A hora da gestão profissional
Economistas advertem que municípios precisam profissionalizar a administração para aproveitar crescimento de PE
Para atrair mais recursos e empresas e aproveitar a onda de crescimento do Estado, as prefeituras, segundo especialistas em economia, têm a difícil missão de mudar a gestão, tornando-a cada vez mais profissional. “Infelizmente, o processo de administração de muitas cidades ainda é amadora. Não possuem pessoas competitivas para melhorar a gestão do governo municipal”, constatou o economista Jorge Jatobá.
Um dos indicadores básicos que apontam o grau de profissionalização da gestão é o quadro de funcionários. “As prefeituras têm que possuir quadros técnicos e administrativos que possam direcionar um certo desenvolvimento autônomo dos municípios e traçar uma política de desenvolvimento regional”, afirma o economista Romilson Cabral.

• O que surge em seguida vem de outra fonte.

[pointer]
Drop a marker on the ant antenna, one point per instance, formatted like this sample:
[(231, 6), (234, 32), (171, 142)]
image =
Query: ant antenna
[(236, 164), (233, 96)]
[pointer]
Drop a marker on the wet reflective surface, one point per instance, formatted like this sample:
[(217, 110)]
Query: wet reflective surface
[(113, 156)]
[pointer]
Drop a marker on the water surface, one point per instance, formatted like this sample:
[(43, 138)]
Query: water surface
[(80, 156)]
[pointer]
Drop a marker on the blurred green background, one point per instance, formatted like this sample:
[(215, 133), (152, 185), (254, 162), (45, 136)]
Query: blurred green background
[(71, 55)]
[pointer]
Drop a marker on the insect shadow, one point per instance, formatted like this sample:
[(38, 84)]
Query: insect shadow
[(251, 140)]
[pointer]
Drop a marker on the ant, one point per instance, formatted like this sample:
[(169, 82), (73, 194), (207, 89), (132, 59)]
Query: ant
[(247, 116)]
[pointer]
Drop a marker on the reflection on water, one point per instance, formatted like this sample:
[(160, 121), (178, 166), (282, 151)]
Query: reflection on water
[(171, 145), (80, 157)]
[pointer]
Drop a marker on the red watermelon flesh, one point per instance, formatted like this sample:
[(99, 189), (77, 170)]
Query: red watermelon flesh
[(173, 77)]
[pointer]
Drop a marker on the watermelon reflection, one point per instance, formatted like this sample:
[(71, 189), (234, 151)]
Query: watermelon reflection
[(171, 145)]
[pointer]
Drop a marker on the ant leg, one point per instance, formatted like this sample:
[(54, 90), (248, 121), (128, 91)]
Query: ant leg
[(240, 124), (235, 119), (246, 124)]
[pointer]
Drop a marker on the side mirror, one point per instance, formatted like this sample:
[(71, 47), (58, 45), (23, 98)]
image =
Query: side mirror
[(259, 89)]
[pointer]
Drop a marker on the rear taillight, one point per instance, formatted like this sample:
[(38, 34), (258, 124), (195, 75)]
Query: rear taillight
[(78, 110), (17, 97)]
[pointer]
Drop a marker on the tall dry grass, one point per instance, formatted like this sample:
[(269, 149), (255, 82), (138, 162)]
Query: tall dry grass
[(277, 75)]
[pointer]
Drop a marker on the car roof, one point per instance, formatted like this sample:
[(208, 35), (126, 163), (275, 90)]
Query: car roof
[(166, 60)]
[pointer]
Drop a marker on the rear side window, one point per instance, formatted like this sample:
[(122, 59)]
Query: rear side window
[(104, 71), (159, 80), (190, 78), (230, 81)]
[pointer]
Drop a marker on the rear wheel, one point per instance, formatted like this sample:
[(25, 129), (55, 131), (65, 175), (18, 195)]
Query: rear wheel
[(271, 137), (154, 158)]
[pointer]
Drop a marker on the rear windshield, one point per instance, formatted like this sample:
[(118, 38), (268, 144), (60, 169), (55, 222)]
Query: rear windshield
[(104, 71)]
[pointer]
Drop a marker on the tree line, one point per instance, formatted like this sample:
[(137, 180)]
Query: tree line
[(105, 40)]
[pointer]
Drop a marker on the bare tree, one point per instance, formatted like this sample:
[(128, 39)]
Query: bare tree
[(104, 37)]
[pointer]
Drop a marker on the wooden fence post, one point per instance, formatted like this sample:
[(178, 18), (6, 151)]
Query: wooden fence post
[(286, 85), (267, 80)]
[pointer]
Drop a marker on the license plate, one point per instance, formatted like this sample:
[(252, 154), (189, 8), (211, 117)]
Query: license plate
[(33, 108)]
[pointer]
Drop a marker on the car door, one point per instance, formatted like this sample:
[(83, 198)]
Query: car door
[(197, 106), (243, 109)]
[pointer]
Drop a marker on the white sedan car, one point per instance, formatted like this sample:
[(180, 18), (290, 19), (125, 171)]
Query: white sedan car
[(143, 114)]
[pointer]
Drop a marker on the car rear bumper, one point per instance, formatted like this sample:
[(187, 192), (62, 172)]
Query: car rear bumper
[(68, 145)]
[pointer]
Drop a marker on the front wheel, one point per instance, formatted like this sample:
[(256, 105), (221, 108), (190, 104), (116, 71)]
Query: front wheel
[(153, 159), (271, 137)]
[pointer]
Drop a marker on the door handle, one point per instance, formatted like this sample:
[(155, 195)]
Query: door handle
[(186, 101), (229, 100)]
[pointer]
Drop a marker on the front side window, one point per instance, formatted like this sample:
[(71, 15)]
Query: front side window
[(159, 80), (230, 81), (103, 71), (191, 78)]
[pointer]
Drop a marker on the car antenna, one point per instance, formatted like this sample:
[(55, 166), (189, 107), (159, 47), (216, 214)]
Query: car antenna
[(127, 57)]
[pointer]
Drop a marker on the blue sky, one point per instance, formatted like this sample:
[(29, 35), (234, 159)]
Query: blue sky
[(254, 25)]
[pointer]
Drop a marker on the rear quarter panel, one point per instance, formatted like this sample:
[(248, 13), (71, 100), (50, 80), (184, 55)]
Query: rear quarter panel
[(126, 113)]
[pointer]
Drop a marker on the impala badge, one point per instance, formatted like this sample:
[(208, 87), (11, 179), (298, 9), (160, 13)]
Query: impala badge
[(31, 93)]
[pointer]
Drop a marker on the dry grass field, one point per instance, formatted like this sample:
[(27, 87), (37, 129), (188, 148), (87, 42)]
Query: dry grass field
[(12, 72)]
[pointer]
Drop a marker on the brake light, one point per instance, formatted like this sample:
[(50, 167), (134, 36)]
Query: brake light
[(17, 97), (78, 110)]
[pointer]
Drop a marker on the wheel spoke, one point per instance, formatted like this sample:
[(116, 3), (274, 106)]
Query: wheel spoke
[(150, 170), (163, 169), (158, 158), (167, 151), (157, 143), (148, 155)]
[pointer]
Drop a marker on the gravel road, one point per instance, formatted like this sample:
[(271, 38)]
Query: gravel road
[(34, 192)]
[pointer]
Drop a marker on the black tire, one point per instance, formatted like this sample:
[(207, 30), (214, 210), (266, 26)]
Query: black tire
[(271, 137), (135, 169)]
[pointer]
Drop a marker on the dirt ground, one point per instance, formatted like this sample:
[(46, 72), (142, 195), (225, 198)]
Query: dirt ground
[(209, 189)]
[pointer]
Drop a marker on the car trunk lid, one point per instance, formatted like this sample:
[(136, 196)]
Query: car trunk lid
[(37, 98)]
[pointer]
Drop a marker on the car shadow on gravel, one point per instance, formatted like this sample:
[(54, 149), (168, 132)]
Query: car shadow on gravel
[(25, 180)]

Outra questão mapeada como um problema é a alta rotatividade, proporcionada pelo elevado números de cargos de confiança e temporários. “O menor o número de concursados em relação aos cargos de confiança mostra gestores menos profissionalizados”, ressaltou Jatobá.

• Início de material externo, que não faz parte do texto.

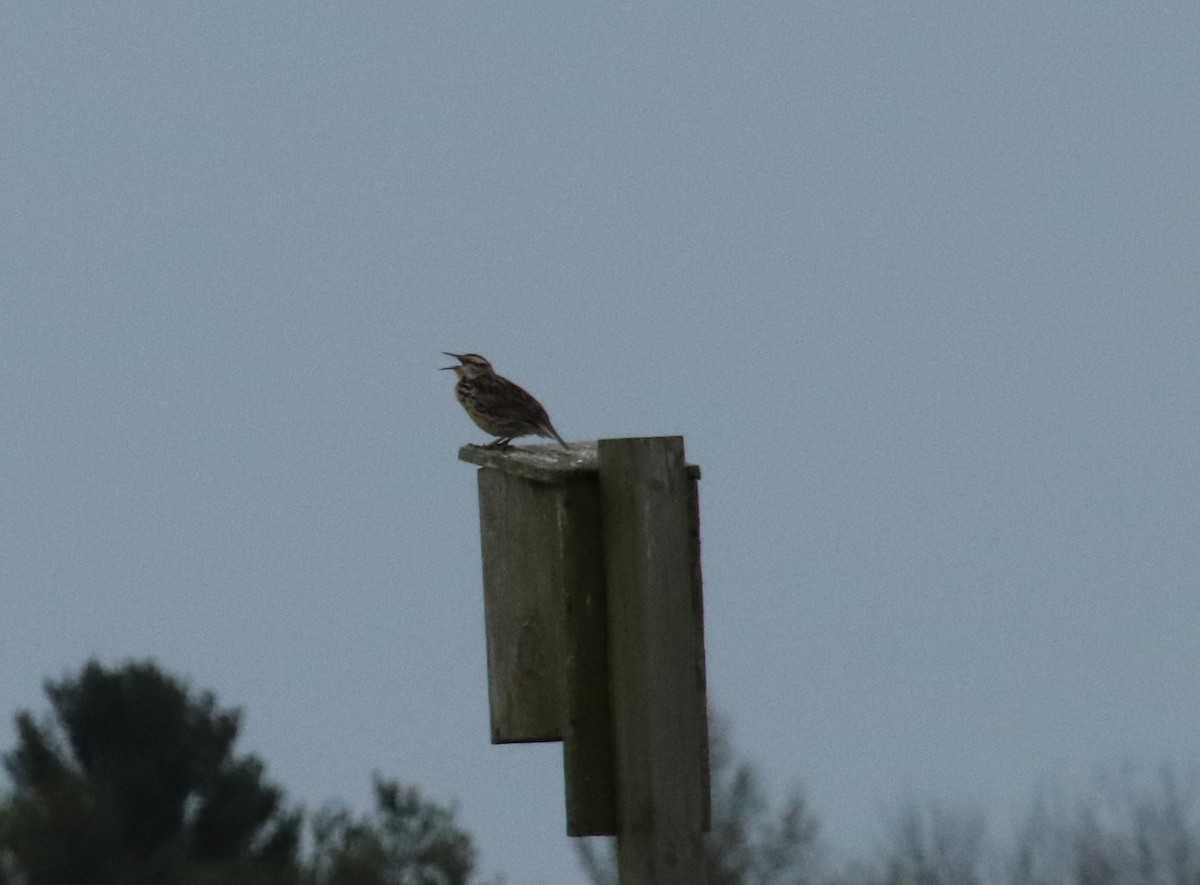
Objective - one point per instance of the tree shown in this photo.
(751, 842)
(406, 841)
(131, 780)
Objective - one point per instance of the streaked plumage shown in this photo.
(498, 405)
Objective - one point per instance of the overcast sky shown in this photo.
(918, 282)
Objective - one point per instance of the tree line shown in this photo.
(133, 778)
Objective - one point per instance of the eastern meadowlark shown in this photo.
(498, 405)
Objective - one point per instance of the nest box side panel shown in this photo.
(522, 547)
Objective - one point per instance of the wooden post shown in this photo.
(655, 667)
(593, 603)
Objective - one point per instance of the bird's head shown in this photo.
(472, 365)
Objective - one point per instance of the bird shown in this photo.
(496, 404)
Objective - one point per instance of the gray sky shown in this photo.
(918, 282)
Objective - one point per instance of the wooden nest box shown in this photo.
(595, 633)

Com os investimentos que chegam aos Estados e os programas de distribuição de renda, como o Bolsa Família (que incrementam a receita familiar de muitos municípios do interior, gerando mais consumo e maior arrecadação de impostos), algumas secretarias ficam sobrecarregadas e desafiadas a trabalhar com maior eficiência. “As áreas responsáveis pelo planejamento, administração, fiscal e finanças, o núcleo duro das decisões municipais, são aquelas que têm que trabalhar mais nesse momento. São secretarias que teriam que ter jornadas de trabalho mais longas ou ainda operar com mais eficiência no seu horário de funcionamento”, diz Jatobá.
Para o economista Romilson Cabral, quando esse núcleo da gestão municipal não funciona, o desenvolvimento das cidades fica à mercê das decisões governamentais ou ainda federais, que nem sempre são as mais adequadas para os arranjos locais. “Quando não há a discussão das políticas públicas regionalizadas, as cidades ficam a reboque do governo estadual ou governo federal. As regras terminam sendo definidas em Brasília e depois dos prejuízos a população reclama para desfazer o mal feito.” Para Cabral, as vítimas do planejamento mal direcionado, que são as cidades, deveriam participar efetivamente da concepção dos projetos de desenvolvimento, não só de avaliação dos resultados.